I’ve been in the ad business almost 50 years, starting as a messenger in an ad agency in the days when the U.K. had one commercial TV channel and no commercial radio stations. Despite myself I’ve absorbed lessons, and so from time to time I’m going to devote this column to attempting to summarize a few things I’ve learned.
This first of those columns focuses on agencies. Later subjects will include people management, research and media vendors. Let's begin.
- While it’s clearly silly to say that one channel or a thousand makes no difference, it is true that basic media principles still apply, regardless of how many outlets exist.
- We were always rubbish at understanding how media forms work in combination; let alone what happens when you add channels like PR or events to the mix. We still are.

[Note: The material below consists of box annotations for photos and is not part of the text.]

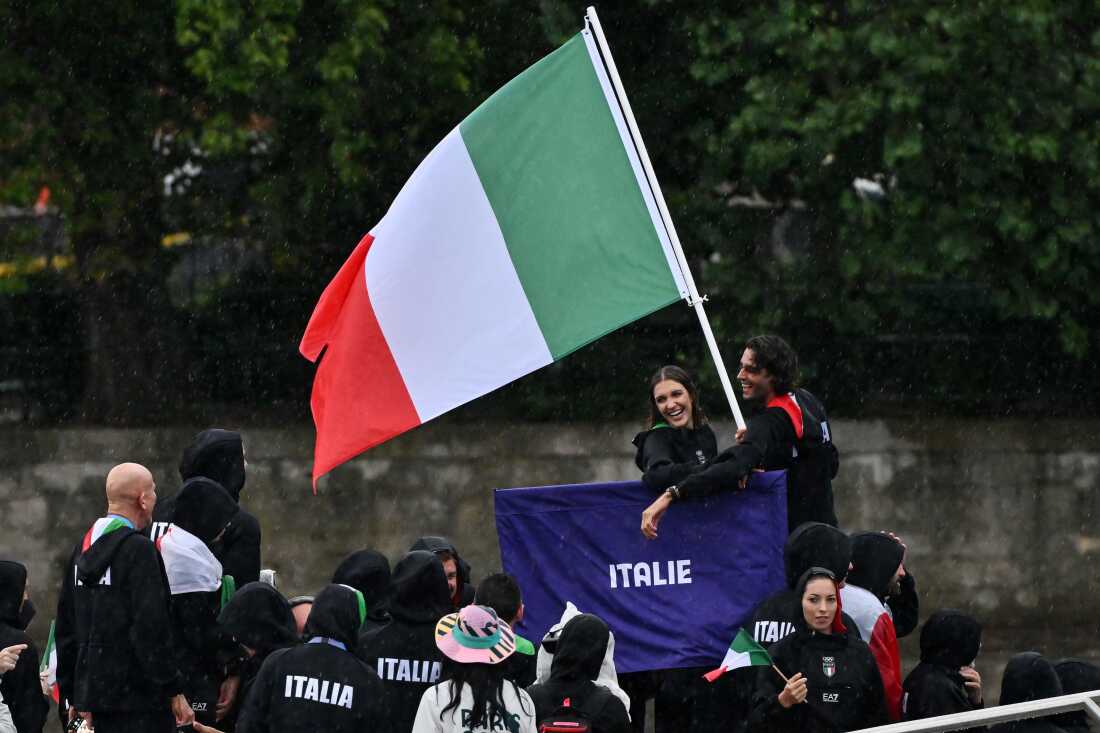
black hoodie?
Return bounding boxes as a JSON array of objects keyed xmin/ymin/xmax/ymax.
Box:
[
  {"xmin": 356, "ymin": 550, "xmax": 453, "ymax": 731},
  {"xmin": 679, "ymin": 390, "xmax": 839, "ymax": 530},
  {"xmin": 902, "ymin": 609, "xmax": 981, "ymax": 720},
  {"xmin": 409, "ymin": 536, "xmax": 477, "ymax": 611},
  {"xmin": 527, "ymin": 613, "xmax": 630, "ymax": 733},
  {"xmin": 848, "ymin": 532, "xmax": 920, "ymax": 638},
  {"xmin": 749, "ymin": 570, "xmax": 890, "ymax": 733},
  {"xmin": 708, "ymin": 522, "xmax": 855, "ymax": 730},
  {"xmin": 152, "ymin": 428, "xmax": 261, "ymax": 586},
  {"xmin": 332, "ymin": 549, "xmax": 391, "ymax": 633},
  {"xmin": 0, "ymin": 560, "xmax": 50, "ymax": 733},
  {"xmin": 165, "ymin": 477, "xmax": 239, "ymax": 725},
  {"xmin": 1054, "ymin": 659, "xmax": 1100, "ymax": 733},
  {"xmin": 237, "ymin": 584, "xmax": 393, "ymax": 733},
  {"xmin": 989, "ymin": 652, "xmax": 1063, "ymax": 733},
  {"xmin": 55, "ymin": 517, "xmax": 183, "ymax": 712}
]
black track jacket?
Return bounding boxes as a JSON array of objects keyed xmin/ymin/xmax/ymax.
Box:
[{"xmin": 55, "ymin": 527, "xmax": 183, "ymax": 712}]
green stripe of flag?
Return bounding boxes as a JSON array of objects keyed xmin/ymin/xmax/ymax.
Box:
[{"xmin": 460, "ymin": 34, "xmax": 681, "ymax": 360}]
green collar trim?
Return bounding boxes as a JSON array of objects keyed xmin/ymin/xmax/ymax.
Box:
[{"xmin": 516, "ymin": 634, "xmax": 535, "ymax": 657}]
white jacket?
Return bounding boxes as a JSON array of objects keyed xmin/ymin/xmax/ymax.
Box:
[{"xmin": 413, "ymin": 681, "xmax": 536, "ymax": 733}]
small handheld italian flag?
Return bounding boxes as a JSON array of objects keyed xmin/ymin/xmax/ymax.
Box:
[
  {"xmin": 39, "ymin": 621, "xmax": 61, "ymax": 702},
  {"xmin": 703, "ymin": 628, "xmax": 779, "ymax": 682}
]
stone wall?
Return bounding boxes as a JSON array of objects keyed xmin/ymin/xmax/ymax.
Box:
[{"xmin": 0, "ymin": 419, "xmax": 1100, "ymax": 713}]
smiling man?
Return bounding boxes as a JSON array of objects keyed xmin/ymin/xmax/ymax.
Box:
[{"xmin": 641, "ymin": 336, "xmax": 839, "ymax": 539}]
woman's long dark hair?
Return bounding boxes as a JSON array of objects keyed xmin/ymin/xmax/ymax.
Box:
[
  {"xmin": 646, "ymin": 364, "xmax": 706, "ymax": 429},
  {"xmin": 439, "ymin": 657, "xmax": 527, "ymax": 730}
]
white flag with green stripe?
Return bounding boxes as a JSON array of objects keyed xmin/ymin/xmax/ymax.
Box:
[{"xmin": 301, "ymin": 19, "xmax": 689, "ymax": 481}]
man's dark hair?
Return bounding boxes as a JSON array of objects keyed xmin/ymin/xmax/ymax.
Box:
[
  {"xmin": 745, "ymin": 333, "xmax": 799, "ymax": 394},
  {"xmin": 474, "ymin": 572, "xmax": 524, "ymax": 624}
]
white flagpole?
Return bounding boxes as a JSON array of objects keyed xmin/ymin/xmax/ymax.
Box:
[{"xmin": 585, "ymin": 6, "xmax": 745, "ymax": 428}]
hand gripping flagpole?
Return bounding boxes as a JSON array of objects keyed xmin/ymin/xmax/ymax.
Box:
[{"xmin": 585, "ymin": 6, "xmax": 745, "ymax": 428}]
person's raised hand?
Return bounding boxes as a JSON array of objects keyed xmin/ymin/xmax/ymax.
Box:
[
  {"xmin": 959, "ymin": 666, "xmax": 981, "ymax": 705},
  {"xmin": 641, "ymin": 494, "xmax": 672, "ymax": 539},
  {"xmin": 0, "ymin": 644, "xmax": 26, "ymax": 675},
  {"xmin": 779, "ymin": 672, "xmax": 809, "ymax": 708}
]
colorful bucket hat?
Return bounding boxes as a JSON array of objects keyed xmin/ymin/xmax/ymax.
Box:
[{"xmin": 436, "ymin": 605, "xmax": 516, "ymax": 665}]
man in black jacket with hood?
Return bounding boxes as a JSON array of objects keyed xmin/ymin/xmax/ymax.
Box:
[
  {"xmin": 358, "ymin": 550, "xmax": 452, "ymax": 731},
  {"xmin": 989, "ymin": 652, "xmax": 1063, "ymax": 733},
  {"xmin": 527, "ymin": 613, "xmax": 630, "ymax": 733},
  {"xmin": 156, "ymin": 477, "xmax": 238, "ymax": 725},
  {"xmin": 332, "ymin": 549, "xmax": 391, "ymax": 633},
  {"xmin": 218, "ymin": 581, "xmax": 299, "ymax": 729},
  {"xmin": 237, "ymin": 584, "xmax": 391, "ymax": 733},
  {"xmin": 902, "ymin": 609, "xmax": 982, "ymax": 720},
  {"xmin": 55, "ymin": 463, "xmax": 194, "ymax": 733},
  {"xmin": 409, "ymin": 536, "xmax": 477, "ymax": 610},
  {"xmin": 151, "ymin": 428, "xmax": 261, "ymax": 587},
  {"xmin": 0, "ymin": 560, "xmax": 50, "ymax": 733}
]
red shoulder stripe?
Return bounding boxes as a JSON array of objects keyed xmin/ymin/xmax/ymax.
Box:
[{"xmin": 768, "ymin": 394, "xmax": 802, "ymax": 440}]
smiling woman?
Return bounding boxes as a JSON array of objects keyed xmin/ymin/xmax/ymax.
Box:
[{"xmin": 629, "ymin": 365, "xmax": 718, "ymax": 731}]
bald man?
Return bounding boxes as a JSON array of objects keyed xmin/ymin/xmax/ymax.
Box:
[{"xmin": 55, "ymin": 463, "xmax": 194, "ymax": 733}]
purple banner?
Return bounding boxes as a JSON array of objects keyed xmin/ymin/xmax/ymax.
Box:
[{"xmin": 494, "ymin": 471, "xmax": 787, "ymax": 672}]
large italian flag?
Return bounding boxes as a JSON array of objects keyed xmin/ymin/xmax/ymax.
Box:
[{"xmin": 300, "ymin": 30, "xmax": 688, "ymax": 483}]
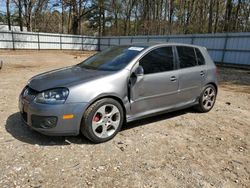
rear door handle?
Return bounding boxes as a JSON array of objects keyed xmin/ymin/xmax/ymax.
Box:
[{"xmin": 170, "ymin": 76, "xmax": 177, "ymax": 82}]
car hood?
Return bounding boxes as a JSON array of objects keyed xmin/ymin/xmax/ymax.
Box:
[{"xmin": 28, "ymin": 66, "xmax": 113, "ymax": 91}]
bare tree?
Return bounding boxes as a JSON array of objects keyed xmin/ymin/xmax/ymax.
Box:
[{"xmin": 6, "ymin": 0, "xmax": 11, "ymax": 31}]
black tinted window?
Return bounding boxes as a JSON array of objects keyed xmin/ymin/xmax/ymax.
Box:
[
  {"xmin": 140, "ymin": 47, "xmax": 174, "ymax": 74},
  {"xmin": 195, "ymin": 48, "xmax": 205, "ymax": 65},
  {"xmin": 177, "ymin": 46, "xmax": 197, "ymax": 68}
]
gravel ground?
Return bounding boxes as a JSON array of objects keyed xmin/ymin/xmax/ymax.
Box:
[{"xmin": 0, "ymin": 51, "xmax": 250, "ymax": 188}]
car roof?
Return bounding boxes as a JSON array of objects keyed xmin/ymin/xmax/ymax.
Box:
[{"xmin": 124, "ymin": 41, "xmax": 204, "ymax": 48}]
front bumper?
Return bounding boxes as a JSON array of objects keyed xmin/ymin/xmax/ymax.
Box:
[{"xmin": 19, "ymin": 96, "xmax": 87, "ymax": 136}]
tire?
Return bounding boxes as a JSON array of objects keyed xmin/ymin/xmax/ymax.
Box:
[
  {"xmin": 195, "ymin": 84, "xmax": 217, "ymax": 113},
  {"xmin": 81, "ymin": 98, "xmax": 124, "ymax": 143}
]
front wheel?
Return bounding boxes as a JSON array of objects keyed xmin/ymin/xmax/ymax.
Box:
[
  {"xmin": 81, "ymin": 98, "xmax": 124, "ymax": 143},
  {"xmin": 196, "ymin": 84, "xmax": 217, "ymax": 112}
]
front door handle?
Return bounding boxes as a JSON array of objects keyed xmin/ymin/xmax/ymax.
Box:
[
  {"xmin": 200, "ymin": 71, "xmax": 205, "ymax": 76},
  {"xmin": 170, "ymin": 76, "xmax": 177, "ymax": 82}
]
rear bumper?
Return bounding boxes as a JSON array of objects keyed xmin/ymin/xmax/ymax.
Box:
[{"xmin": 19, "ymin": 97, "xmax": 87, "ymax": 136}]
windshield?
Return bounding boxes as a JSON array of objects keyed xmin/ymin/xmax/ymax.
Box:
[{"xmin": 78, "ymin": 46, "xmax": 144, "ymax": 71}]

- Ad campaigns work best when media and creative work together. Forget digital re-targeting, tracking, micro-precision-targeting, questionable data claims. Nothing beats a great idea, placed in the most appropriate position.

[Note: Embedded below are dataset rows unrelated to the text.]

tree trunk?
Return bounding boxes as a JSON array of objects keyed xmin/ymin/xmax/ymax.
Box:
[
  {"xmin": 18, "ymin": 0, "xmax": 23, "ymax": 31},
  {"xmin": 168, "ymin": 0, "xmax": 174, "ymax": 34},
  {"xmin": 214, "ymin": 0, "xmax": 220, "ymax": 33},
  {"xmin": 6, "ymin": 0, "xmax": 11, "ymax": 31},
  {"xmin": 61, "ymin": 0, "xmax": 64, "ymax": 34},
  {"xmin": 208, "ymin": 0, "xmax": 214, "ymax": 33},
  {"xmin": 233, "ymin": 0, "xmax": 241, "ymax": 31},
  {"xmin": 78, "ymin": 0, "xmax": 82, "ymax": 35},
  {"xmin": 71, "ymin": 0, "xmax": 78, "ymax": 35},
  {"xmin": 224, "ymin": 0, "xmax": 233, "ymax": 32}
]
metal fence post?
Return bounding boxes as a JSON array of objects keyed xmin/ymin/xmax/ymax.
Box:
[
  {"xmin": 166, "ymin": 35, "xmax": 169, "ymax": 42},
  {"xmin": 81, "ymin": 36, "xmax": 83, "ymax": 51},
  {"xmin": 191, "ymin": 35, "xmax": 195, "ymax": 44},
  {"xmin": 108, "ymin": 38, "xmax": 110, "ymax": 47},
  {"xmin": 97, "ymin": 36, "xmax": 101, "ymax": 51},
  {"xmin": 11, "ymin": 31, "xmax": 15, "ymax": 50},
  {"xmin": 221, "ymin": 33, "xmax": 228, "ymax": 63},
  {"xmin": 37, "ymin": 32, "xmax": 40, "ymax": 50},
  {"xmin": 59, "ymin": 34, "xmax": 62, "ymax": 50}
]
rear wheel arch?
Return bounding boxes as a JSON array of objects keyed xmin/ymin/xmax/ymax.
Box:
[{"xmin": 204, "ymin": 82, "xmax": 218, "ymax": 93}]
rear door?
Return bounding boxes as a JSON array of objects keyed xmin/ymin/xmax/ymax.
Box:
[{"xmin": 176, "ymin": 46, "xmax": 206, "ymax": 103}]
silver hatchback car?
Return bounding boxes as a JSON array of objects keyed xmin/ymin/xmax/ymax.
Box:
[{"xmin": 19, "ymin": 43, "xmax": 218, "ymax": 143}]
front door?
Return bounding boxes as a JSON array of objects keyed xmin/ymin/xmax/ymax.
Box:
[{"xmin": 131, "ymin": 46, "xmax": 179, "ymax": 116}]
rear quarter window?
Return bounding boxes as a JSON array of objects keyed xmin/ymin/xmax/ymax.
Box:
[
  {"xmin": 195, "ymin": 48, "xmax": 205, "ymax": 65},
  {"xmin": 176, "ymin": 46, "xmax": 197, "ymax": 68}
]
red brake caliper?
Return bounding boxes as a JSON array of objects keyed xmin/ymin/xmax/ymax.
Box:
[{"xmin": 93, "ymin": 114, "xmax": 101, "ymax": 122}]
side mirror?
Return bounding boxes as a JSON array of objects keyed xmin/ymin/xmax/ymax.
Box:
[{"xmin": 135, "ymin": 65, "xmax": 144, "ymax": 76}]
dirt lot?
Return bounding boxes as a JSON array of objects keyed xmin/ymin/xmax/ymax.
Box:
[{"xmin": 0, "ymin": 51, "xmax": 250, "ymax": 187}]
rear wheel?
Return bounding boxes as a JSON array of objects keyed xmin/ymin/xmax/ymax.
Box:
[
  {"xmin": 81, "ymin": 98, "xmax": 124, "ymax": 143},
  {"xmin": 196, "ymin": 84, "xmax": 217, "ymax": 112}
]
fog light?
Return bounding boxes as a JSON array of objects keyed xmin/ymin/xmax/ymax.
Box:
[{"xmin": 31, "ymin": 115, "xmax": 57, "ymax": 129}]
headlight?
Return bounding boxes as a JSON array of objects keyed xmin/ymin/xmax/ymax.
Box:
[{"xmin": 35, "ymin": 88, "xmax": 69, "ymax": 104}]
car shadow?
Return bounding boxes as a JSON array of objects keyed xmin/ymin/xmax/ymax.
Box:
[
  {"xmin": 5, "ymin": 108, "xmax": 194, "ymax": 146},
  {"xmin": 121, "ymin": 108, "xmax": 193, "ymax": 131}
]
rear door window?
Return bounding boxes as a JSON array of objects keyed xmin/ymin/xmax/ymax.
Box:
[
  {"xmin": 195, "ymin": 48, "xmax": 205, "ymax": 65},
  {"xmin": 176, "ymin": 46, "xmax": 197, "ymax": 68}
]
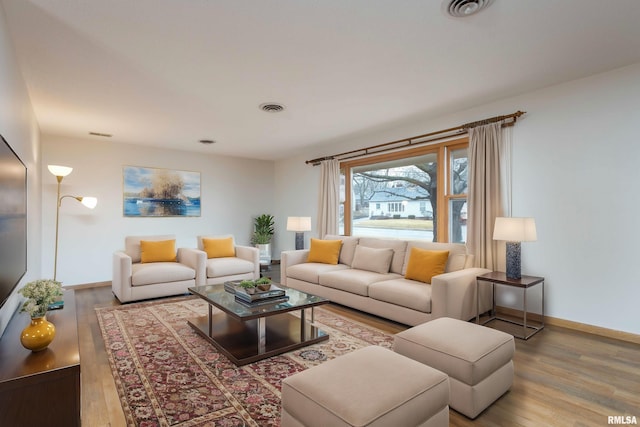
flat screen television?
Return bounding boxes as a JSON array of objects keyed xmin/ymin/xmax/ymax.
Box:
[{"xmin": 0, "ymin": 135, "xmax": 27, "ymax": 308}]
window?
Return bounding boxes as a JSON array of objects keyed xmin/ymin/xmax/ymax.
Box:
[{"xmin": 340, "ymin": 138, "xmax": 468, "ymax": 242}]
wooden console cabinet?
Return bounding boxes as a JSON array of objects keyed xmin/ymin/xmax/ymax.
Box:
[{"xmin": 0, "ymin": 291, "xmax": 80, "ymax": 427}]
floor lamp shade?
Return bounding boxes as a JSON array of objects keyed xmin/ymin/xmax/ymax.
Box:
[
  {"xmin": 493, "ymin": 217, "xmax": 537, "ymax": 279},
  {"xmin": 287, "ymin": 216, "xmax": 311, "ymax": 250}
]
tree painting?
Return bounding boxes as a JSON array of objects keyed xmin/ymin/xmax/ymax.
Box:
[{"xmin": 123, "ymin": 166, "xmax": 200, "ymax": 217}]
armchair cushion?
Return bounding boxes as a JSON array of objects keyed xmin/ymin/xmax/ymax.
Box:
[
  {"xmin": 202, "ymin": 237, "xmax": 236, "ymax": 258},
  {"xmin": 140, "ymin": 239, "xmax": 176, "ymax": 264}
]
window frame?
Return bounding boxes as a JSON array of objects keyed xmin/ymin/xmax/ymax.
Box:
[{"xmin": 340, "ymin": 136, "xmax": 469, "ymax": 243}]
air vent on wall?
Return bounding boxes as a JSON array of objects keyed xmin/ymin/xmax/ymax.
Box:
[
  {"xmin": 442, "ymin": 0, "xmax": 493, "ymax": 18},
  {"xmin": 260, "ymin": 102, "xmax": 284, "ymax": 113}
]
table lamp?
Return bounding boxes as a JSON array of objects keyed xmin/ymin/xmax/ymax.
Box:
[{"xmin": 287, "ymin": 216, "xmax": 311, "ymax": 250}]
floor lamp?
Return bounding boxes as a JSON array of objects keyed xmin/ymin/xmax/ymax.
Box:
[
  {"xmin": 287, "ymin": 216, "xmax": 311, "ymax": 250},
  {"xmin": 47, "ymin": 165, "xmax": 98, "ymax": 280}
]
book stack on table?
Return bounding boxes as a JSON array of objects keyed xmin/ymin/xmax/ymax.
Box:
[{"xmin": 224, "ymin": 281, "xmax": 289, "ymax": 307}]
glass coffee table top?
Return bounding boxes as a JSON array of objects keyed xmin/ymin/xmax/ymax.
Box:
[{"xmin": 188, "ymin": 284, "xmax": 329, "ymax": 366}]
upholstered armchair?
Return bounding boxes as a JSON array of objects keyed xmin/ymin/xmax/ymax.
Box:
[
  {"xmin": 198, "ymin": 236, "xmax": 260, "ymax": 285},
  {"xmin": 111, "ymin": 234, "xmax": 206, "ymax": 302}
]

- Separating media from creative was a bad idea. That said it happened and there’s no point whining on about "the good old days" (especially as they weren’t universally wonderful). What needs to happen is to recreate the working partnership that existed between the best creatives and the best comms planners.
- The network agencies talk of integration, whereas what they actually mean is "give me all of it; even if I don’t know what to do with it." True integration means finding a way for the best talent to work together whatever the organizational structure in which that talent sits.
- The giant media agencies had a choice. Build up relationships with creative talent or try to sell additional services to their clients around the media process. At one stage a media agency in London of my acquaintance had 11 separate internal profit centers. How can internal squabbling over who can charge extra for what help the client?
- Agencies have flourished when they have been focused on doing their best for their clients. Back in the dark ages, ad agencies only built networks because their clients wanted them to open offices to match where the client had a need. Move away from serving client needs and you fail. It might take a while, but you’ll fail.
- Once you’ve failed (and a U.S. FBI enquiry would suggest that the media agency world has at the very least a major problem), you can rebuild in the image you should have been aiming for in the first place. There are signs this is starting to happen.
- Agencies (creative as well as media) are potentially great places to work. It used to be that the word "potentially" was unnecessary. Agencies were fun, relaxed, hard-working, hard-playing places full of creative thinking, interesting people across all disciplines. Some still are.
- But far too many aren’t! They’re more serious, more corporate, less fun and as a result less creative. You need the right atmosphere for creative thinking to flourish, and we are at risk of losing the ingredients that are essential for advertising to work.
- The business used to be about people; those in it and those we were trying to reach and influence. These days it’s more about data, algorithms and meaningless gross impression numbers. Which is sad, a major step backwards and needs to change.